My hopes of completing the Cairngorms Munros were fading fast as the fine weather of the summer starts to collapse into the rain, wind, and cold temperatures of the autumn. I’d made vague plans to head up North towards Dalwhinnie on Friday, taking the day off to try and climb the four hills West of Drumochter, but the weather looked pretty abysmal. The forecast for Saturday was a lot better, but plans would be scuppered by rail strikes. And so it was that I’d given up hope of big hills for this weekend, only for a serendipitous suggestion to pop up on a Westies WhatsApp post: does anyone want to run the Drumochter hills on Saturday?
So it was that I found myself being picked-up shortly after 6, sleep-deprived but keen, before heading up to Perth, via Kirkintilloch to complete the party.
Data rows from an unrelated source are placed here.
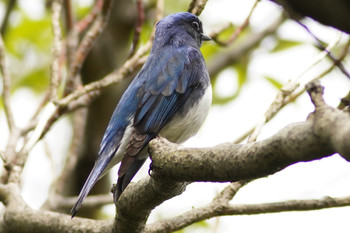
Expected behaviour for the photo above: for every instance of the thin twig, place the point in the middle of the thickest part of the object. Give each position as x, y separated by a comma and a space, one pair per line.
138, 27
238, 30
116, 76
9, 8
319, 44
86, 45
287, 90
6, 82
56, 49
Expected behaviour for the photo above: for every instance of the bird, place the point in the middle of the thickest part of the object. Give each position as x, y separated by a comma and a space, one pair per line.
169, 97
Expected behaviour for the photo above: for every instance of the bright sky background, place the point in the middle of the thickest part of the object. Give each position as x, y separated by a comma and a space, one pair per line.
326, 177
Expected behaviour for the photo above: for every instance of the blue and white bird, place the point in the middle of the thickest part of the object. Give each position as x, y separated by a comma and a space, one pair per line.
170, 97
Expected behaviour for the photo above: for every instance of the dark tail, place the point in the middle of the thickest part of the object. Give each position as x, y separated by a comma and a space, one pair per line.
125, 179
95, 174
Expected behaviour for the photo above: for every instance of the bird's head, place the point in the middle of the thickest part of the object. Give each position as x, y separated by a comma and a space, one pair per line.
180, 28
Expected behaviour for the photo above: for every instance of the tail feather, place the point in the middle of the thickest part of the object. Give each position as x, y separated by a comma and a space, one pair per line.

It was a little before 9am that we arrived in the layby at the notional end of the route; the route ends with around 4km on the tarmaced A9 cycle path, and we decided this would be more pleasantly done at the start rather than the end of the outing. With hindsight this was the correct decision. We made a decent pace along the tarmac, and soon we found ourselves at the bottom of the main climb of the day, up to the first Munro, one of the many Geal-Chàrns of this part of the highlands. The climb started up a landrover track and we managed to stay on this all-too-tempting path for a little bit too long before spotting walkers heading up a different path, so made a quick course correction cross-country to find the other path. We soon spotted a rather convincing cairn—surely this couldn’t be the summit already? A quick look around confirmed that it wasn’t, and we had a bit further to go for Geal-Chàrn, which was Will’s 100th Munro (and my 140th).
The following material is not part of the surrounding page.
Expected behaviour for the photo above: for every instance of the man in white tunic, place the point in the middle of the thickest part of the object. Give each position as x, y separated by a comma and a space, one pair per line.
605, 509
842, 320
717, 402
From here it was a fairly small drop down to the bealach linking to the second Munro, A’ Mharconaich, which was an uninspiring summit in many ways, but was my halfway point through the Munros. Again from here the route continued down gently, before then turning fairly steep (by the standards of these hills!) at the climb to the third Munro; en route we passed an… artistic installation(?) of rusted fenceposts arranged as a metallic simalcrum of a cairn. This was repeated at the summit, which had a well-built shelter cairn with another cluster of fenceposts next to it. The entire run had been spent in thin cloud up to this point, and there seemed to be no immediate prospect of change.
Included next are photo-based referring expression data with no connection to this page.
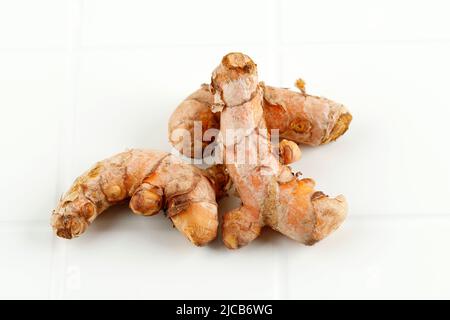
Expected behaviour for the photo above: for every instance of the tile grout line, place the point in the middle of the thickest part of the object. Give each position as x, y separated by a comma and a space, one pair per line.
273, 46
67, 130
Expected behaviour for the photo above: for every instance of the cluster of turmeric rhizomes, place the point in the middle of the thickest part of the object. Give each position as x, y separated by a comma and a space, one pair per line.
271, 194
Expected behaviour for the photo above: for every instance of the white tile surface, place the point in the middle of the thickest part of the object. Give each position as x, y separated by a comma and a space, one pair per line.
32, 95
81, 80
372, 258
204, 22
33, 24
26, 255
364, 21
147, 258
397, 95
The run over to the final Munro in the circuit was around 2.5km and possibly over the easiest terrain of the day, but by this point I could feel mysefl flagging a bit. The highlight of the summit was our only trig point of the day, which had a somewhat unusual, squat stature. We decided to add in the Sow of Atholl, a Corbett, at the end of the route, which turned out to involve more descent than we’d realised, down some of the most interesting terrain of the day. The climb back up from the bealach was largely pathless but fast, and we soon reached our final summit, which had almost no cairn to speak of at all. We opted for a (very) direct descent, which turned out to be fine, though my descending skills were shown up as rather lacking here. To get back to the car we had to wade across a fairly steep burn, cross under the railway, and then return along a stretch of the old A9.